Юля Баталина

Юлия Баталина

редактор отдела культуры ИД «Компаньон»

Он же памятник!

Ко дню рождения Пушкина пермские театры подготовили самые яркие премьеры сезона

Поделиться
ANC_5506

Савельич — актёр Степан Сопко — похож одновременно и на Пушкина, и на Достоевского
  Андрей Чунтомов

Нынешние репертуарные новинки пермских театров — идеальная иллюстрация того, что Александр Сергеевич по-прежнему «наше всё» и «живее всех живых». Его произведения не только современные театральные форматы выдерживают, но и современное содержание несут.

«Капитанская дочка» (12+) в Театре-Театре — постановка Александра Пронькина, режиссёра молодого, но много работающего и уже достаточно опытного, чтобы иметь право транслировать пушкинскую мораль — «Береги честь смолоду». Его спектакль наверняка приглянулся бы Владимиру Проппу: он весь построен на архетипах волшебной сказки.

«Капитанская дочка» — наверное, самое «фольклорное» прозаическое сочинение Пушкина. Многочисленные примеры «народной мудрости», рассыпанные по этому тексту, начиная с вышеприведённой пословицы, — это лишь верхний слой; фольклорной, по сути, является сама структура повести. Это история инициа­ции героя, который проходит испытания, встречается с волшебным существом, избегает смерти и завоёвывает любовь принцессы.

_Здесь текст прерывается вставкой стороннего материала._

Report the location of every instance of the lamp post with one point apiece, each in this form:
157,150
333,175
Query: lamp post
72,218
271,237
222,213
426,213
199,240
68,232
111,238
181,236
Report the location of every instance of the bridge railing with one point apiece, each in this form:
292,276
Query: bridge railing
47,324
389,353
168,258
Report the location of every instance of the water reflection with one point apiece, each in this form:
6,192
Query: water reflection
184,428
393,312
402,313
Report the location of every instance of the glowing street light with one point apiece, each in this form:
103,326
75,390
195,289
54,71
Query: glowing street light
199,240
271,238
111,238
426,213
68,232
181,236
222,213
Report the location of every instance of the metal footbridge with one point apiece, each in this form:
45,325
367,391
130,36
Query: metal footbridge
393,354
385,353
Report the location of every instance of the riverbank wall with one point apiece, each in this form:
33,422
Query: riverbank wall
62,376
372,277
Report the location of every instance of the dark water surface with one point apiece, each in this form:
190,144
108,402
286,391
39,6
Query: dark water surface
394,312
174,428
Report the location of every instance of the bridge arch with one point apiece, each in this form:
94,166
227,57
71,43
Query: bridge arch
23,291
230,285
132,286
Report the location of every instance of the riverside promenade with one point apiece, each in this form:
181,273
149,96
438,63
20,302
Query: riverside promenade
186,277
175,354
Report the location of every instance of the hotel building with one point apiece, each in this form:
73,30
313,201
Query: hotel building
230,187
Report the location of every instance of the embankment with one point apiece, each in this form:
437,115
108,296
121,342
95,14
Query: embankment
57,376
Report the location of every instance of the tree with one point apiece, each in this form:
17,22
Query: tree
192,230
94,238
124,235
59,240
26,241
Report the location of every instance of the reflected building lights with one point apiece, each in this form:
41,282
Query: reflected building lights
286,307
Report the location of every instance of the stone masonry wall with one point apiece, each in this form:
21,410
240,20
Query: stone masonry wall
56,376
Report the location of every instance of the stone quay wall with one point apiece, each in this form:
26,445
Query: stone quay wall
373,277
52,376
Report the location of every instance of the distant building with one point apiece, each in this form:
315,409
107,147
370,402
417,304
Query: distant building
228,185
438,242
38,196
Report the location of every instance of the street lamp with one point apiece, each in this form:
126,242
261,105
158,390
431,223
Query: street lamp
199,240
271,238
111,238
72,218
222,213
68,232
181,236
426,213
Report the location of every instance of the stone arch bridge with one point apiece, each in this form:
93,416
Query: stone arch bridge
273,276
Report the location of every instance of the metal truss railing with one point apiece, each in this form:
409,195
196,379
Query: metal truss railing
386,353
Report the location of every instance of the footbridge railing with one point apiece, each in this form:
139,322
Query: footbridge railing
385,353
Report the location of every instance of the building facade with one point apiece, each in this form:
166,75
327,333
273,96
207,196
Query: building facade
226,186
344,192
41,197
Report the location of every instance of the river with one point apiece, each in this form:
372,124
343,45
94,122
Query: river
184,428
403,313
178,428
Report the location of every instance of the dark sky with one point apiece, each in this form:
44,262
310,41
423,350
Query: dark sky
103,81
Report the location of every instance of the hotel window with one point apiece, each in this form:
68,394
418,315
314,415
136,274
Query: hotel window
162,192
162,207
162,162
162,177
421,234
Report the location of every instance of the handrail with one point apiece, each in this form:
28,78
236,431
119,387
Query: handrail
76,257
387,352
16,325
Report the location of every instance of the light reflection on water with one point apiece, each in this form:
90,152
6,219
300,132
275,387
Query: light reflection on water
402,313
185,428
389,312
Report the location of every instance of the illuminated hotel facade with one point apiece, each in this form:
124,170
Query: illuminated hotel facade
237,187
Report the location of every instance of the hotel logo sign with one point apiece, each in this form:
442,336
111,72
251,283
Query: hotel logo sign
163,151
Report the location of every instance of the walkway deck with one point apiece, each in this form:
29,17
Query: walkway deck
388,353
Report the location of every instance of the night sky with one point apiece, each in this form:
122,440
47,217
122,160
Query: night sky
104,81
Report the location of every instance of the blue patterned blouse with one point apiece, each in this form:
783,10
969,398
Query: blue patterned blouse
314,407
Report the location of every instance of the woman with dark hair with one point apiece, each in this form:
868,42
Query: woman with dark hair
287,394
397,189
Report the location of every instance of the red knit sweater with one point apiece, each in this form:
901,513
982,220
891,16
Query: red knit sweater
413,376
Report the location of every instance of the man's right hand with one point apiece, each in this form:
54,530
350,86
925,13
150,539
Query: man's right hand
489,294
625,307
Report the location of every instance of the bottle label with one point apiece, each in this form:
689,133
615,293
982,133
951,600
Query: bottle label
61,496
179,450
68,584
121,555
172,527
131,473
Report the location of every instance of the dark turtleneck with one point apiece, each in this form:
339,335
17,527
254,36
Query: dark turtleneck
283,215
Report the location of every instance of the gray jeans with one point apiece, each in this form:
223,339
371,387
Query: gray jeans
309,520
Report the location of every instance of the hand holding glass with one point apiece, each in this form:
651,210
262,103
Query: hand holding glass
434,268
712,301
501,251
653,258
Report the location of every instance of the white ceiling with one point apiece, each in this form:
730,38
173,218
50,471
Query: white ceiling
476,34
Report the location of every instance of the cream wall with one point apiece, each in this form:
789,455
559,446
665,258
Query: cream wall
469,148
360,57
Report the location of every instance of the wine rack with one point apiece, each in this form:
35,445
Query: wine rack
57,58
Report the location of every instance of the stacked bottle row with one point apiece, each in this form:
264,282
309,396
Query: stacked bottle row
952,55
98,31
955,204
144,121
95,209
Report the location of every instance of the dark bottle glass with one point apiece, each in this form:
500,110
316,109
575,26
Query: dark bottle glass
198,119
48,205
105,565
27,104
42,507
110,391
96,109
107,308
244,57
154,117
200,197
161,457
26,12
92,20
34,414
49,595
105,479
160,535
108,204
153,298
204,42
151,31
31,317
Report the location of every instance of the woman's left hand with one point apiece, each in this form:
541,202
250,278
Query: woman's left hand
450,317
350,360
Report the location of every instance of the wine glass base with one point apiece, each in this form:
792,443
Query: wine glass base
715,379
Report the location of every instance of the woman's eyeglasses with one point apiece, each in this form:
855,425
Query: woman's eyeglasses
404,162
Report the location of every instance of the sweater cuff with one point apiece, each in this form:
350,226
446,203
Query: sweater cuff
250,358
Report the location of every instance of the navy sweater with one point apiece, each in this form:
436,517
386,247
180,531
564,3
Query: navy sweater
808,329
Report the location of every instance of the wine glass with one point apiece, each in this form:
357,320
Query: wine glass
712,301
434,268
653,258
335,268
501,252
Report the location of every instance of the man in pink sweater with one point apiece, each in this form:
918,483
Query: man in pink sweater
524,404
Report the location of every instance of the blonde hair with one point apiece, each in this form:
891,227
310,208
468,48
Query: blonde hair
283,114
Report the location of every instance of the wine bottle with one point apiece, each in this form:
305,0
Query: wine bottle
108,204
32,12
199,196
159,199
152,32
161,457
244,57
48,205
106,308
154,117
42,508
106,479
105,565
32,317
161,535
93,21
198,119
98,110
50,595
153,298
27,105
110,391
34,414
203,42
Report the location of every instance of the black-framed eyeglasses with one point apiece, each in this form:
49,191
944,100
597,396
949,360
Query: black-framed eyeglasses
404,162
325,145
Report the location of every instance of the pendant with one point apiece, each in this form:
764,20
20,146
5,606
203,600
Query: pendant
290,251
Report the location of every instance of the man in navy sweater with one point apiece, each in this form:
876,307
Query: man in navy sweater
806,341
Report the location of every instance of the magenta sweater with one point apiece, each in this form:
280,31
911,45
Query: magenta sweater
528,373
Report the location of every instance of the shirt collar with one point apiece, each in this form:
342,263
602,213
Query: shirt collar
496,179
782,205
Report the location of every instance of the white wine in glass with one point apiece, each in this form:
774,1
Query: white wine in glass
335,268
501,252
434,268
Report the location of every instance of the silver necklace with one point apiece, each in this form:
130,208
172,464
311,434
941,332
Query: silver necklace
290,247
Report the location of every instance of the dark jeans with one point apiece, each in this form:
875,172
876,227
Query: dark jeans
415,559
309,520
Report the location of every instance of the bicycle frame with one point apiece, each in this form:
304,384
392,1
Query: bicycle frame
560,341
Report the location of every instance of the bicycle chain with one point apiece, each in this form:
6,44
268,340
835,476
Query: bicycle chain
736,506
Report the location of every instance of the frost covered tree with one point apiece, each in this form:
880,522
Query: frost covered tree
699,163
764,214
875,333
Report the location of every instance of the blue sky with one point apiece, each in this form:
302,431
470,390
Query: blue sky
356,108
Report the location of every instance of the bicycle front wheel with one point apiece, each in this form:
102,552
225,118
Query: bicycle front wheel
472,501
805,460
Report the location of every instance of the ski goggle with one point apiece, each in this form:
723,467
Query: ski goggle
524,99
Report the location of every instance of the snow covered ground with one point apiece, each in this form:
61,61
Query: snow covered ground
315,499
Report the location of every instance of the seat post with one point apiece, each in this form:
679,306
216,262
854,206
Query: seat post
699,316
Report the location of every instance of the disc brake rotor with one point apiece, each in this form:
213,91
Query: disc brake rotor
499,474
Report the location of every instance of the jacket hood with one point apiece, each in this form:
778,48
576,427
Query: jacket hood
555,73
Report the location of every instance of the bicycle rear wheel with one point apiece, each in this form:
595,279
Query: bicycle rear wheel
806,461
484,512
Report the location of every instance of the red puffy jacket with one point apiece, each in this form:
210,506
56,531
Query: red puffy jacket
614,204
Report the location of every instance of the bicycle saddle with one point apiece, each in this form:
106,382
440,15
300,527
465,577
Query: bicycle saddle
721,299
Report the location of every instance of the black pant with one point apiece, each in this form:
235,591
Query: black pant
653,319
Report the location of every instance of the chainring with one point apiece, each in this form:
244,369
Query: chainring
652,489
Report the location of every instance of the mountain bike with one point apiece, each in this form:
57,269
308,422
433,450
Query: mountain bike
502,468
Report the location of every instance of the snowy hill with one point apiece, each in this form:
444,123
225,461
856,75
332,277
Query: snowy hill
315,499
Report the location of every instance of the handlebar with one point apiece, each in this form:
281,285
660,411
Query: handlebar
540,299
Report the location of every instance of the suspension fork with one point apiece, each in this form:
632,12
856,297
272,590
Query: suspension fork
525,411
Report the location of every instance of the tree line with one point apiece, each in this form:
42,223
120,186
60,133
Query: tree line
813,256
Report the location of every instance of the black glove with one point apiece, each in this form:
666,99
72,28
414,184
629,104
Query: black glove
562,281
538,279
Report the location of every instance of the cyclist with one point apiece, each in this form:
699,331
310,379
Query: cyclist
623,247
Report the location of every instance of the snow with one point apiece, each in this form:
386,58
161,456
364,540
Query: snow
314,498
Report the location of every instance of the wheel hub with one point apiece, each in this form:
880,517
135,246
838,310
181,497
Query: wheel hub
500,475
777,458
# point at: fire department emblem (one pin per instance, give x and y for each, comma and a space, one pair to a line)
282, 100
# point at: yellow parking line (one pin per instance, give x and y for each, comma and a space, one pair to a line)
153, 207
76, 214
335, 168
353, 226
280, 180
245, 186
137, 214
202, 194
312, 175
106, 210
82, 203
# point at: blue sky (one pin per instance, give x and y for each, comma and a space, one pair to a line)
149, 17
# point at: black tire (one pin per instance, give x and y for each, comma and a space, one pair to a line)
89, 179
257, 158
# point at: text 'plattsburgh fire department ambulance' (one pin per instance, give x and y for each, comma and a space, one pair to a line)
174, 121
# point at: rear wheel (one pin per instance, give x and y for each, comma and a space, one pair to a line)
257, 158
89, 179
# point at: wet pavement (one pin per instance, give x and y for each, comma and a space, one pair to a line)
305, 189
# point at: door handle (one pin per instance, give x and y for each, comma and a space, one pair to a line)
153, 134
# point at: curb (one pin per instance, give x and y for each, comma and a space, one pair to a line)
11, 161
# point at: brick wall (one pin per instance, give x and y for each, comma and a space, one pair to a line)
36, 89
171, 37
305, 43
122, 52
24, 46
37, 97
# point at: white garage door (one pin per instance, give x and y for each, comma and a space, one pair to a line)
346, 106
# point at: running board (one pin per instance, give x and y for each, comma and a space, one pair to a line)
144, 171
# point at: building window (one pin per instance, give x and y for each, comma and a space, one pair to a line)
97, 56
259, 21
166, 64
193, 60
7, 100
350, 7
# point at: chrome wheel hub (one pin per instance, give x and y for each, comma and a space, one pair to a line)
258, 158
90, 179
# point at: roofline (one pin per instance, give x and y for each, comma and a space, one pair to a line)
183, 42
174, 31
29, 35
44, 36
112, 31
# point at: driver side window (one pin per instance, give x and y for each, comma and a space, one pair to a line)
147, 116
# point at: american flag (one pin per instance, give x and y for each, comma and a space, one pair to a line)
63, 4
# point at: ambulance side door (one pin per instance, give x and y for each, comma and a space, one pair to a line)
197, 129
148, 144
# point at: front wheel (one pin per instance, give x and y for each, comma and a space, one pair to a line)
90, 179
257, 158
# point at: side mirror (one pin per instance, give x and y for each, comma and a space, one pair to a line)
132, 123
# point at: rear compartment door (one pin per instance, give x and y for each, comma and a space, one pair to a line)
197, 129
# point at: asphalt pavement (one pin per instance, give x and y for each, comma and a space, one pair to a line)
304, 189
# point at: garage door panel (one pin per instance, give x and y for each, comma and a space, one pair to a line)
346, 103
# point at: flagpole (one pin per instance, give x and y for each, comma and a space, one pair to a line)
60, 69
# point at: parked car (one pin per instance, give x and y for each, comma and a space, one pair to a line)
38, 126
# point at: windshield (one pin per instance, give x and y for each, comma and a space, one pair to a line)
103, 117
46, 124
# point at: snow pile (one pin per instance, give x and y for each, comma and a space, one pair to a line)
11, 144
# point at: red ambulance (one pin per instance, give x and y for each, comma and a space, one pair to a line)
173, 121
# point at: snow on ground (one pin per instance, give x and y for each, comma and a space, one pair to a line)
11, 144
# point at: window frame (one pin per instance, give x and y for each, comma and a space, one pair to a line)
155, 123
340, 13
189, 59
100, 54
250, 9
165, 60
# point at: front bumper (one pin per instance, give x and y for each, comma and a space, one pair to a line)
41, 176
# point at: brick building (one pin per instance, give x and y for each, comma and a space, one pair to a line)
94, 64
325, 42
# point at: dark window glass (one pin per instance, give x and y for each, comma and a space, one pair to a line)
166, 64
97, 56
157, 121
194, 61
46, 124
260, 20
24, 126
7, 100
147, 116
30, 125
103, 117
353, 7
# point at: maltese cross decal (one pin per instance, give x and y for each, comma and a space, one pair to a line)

Важно, что режиссёр основывает своё решение не на примитивной кокошечно-матрёшечной фольклорности, а именно на архетипах — глубинных, нутряных понятиях и смыслах народного творчества. Это очень внятно вербализировано и визуализировано. В текст повести вплетаются цитаты из сказок о царе Салтане, о золотом петушке и о спящей царевне, а в качестве пролога звучит вступление к «Руслану и Людмиле», чтобы все зрители уж сразу поняли, где происходит действие — не столько в России XVIII столетия, сколько в «сказочной тайге», в том самом Лукоморье.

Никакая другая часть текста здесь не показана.